The invention of the steam engine was not the finished article and although a significant “game changer” required the input and collaborative effort from a wide range of disciplines over a significant period to make it a success. The speed of development, however, was hindered by protectionism, insular thinking, duplication of effort and an ignorance of useful available technology. As individuals and businesses, it is often difficult to see the bigger picture.
The Cluster has focused on the breadth of activity as well as its value, ably demonstrating that the Cluster is part of something very substantial within the Scottish economy. The Cluster also seeks to address the future and the challenges we will face, both as individual companies and collectively, in securing our long term goals. Understanding these, Scottish maritime businesses are in a position to decide what to do about them.
The opportunities offered by rapidly developing technologies are significant whilst at the same time a threat to those who fail to anticipate or embrace the potential.

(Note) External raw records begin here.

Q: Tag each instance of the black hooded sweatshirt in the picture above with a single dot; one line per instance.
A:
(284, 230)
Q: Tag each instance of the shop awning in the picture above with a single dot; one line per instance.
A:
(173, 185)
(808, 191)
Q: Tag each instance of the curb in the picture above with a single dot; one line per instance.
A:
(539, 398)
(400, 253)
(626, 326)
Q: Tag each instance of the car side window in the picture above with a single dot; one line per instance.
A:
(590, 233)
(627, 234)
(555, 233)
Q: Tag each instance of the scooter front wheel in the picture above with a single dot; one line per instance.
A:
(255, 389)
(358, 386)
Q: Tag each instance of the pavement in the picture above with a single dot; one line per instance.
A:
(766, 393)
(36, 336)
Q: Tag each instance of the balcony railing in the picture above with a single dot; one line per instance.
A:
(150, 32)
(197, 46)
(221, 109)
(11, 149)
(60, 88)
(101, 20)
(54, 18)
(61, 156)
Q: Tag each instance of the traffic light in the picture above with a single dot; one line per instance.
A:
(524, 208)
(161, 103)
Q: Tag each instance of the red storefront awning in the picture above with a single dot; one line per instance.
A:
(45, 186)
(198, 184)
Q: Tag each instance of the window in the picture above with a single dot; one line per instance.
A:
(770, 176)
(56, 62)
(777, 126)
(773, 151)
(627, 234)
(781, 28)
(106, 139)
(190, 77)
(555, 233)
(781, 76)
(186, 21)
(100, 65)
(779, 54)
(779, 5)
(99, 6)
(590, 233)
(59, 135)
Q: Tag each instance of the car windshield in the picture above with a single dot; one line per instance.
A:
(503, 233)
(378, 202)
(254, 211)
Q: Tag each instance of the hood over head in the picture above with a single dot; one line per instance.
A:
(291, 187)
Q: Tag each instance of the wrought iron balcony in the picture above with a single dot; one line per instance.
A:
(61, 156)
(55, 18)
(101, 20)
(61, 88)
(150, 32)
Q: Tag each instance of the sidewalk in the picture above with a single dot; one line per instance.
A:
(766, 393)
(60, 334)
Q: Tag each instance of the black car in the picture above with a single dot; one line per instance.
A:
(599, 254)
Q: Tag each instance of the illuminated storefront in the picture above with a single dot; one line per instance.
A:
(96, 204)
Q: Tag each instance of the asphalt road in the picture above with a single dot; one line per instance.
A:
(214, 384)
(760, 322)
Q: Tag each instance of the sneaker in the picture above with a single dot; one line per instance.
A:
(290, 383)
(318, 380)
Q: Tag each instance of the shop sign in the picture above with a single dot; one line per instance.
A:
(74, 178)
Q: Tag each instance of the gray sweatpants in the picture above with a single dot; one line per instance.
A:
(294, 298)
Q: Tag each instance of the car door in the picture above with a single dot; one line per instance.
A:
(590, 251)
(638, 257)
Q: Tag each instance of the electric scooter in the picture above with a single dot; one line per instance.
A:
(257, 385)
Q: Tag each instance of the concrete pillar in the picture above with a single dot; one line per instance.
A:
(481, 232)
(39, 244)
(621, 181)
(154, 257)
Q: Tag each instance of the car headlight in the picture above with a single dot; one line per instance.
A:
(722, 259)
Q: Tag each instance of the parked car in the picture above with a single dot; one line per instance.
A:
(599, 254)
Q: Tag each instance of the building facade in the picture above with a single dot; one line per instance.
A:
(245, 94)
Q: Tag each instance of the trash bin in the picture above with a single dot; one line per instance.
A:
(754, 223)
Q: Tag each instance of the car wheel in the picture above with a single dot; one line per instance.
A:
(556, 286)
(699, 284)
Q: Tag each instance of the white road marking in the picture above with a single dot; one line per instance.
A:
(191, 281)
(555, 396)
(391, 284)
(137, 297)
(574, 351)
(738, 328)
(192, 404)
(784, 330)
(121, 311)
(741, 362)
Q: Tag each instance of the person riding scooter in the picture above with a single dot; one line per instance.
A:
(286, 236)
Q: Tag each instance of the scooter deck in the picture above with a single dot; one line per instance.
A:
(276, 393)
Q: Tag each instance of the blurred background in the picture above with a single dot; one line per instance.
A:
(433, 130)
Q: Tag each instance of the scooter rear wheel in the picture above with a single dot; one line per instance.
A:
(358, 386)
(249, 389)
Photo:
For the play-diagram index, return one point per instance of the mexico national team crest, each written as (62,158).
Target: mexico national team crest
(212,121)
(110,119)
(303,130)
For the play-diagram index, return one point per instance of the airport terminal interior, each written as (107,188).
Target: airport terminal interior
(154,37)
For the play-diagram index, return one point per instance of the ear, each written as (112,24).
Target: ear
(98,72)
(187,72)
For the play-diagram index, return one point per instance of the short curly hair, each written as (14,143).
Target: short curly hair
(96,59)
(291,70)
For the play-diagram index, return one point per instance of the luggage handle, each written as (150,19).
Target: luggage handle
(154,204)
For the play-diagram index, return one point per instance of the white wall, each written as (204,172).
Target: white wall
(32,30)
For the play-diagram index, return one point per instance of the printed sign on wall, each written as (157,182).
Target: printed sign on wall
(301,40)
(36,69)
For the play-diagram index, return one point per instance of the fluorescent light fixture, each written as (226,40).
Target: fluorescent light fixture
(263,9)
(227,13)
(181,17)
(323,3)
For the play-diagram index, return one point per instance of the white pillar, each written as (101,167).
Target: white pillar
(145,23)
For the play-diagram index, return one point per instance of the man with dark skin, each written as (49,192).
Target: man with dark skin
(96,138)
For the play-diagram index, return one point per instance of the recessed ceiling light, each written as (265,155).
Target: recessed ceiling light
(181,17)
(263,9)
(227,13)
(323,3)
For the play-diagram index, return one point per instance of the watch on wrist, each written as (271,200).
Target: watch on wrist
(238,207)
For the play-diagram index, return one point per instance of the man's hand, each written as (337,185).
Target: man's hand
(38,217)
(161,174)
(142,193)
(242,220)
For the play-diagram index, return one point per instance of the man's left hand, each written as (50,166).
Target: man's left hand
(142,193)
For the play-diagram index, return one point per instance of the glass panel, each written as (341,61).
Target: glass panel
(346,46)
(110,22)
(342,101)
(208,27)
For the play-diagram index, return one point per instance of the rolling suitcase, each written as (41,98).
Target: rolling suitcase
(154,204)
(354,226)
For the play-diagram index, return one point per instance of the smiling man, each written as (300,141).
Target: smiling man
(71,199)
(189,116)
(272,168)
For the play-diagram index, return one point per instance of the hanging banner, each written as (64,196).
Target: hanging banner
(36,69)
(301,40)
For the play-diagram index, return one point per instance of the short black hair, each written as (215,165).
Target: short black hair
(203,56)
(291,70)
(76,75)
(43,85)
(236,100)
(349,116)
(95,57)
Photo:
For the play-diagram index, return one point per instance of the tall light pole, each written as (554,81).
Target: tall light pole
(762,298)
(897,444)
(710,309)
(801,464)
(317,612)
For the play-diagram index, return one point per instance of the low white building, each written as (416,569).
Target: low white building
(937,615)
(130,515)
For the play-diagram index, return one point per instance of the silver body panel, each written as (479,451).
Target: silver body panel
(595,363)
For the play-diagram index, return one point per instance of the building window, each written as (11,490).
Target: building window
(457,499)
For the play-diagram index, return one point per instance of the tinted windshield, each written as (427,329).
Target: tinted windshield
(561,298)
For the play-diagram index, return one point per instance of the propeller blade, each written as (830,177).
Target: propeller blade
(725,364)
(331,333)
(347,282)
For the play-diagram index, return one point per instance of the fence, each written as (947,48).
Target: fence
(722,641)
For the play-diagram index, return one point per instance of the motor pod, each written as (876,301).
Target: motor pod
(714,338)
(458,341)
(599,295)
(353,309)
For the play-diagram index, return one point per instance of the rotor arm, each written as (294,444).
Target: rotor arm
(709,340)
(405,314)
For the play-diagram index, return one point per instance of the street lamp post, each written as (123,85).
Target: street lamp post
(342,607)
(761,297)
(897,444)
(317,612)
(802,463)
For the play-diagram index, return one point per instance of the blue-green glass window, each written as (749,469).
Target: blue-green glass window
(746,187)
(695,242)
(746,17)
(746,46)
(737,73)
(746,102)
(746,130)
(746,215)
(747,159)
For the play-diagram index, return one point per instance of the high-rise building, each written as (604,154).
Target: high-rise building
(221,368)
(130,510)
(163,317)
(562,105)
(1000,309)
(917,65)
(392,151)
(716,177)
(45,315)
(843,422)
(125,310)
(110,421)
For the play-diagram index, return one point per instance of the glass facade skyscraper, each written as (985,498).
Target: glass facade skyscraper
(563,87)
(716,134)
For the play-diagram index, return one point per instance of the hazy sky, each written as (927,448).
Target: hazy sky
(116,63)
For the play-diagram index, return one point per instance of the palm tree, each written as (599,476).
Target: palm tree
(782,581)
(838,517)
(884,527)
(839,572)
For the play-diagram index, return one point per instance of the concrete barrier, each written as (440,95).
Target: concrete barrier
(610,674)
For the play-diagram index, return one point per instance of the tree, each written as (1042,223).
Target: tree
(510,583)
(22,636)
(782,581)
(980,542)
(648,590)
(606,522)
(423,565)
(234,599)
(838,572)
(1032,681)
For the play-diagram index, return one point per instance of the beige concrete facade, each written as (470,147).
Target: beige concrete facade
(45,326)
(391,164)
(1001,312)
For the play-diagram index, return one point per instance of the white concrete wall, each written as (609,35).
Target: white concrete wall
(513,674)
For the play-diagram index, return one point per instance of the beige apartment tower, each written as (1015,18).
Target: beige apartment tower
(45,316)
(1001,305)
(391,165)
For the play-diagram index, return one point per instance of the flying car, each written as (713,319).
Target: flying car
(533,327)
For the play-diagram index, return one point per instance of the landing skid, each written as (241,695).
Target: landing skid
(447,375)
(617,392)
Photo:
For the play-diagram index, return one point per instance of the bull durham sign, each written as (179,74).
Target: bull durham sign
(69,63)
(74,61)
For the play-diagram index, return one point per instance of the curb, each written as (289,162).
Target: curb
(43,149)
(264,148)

Appreciating the breadth and depth of activity within the maritime sector, collaborating and sharing, recognising that common solutions are possible without jeopardising competitive advantage will all hopefully increase as a result of working together. That is the basis on which a cluster can generate more growth than individual companies.
We have a propensity in Scotland to dwell on our past achievements, however, the challenges we face are in the now and the future. Success in the actions proposed, and in building our Cluster, will improve our economic prospects, investment opportunities and long term high value jobs in the maritime sector.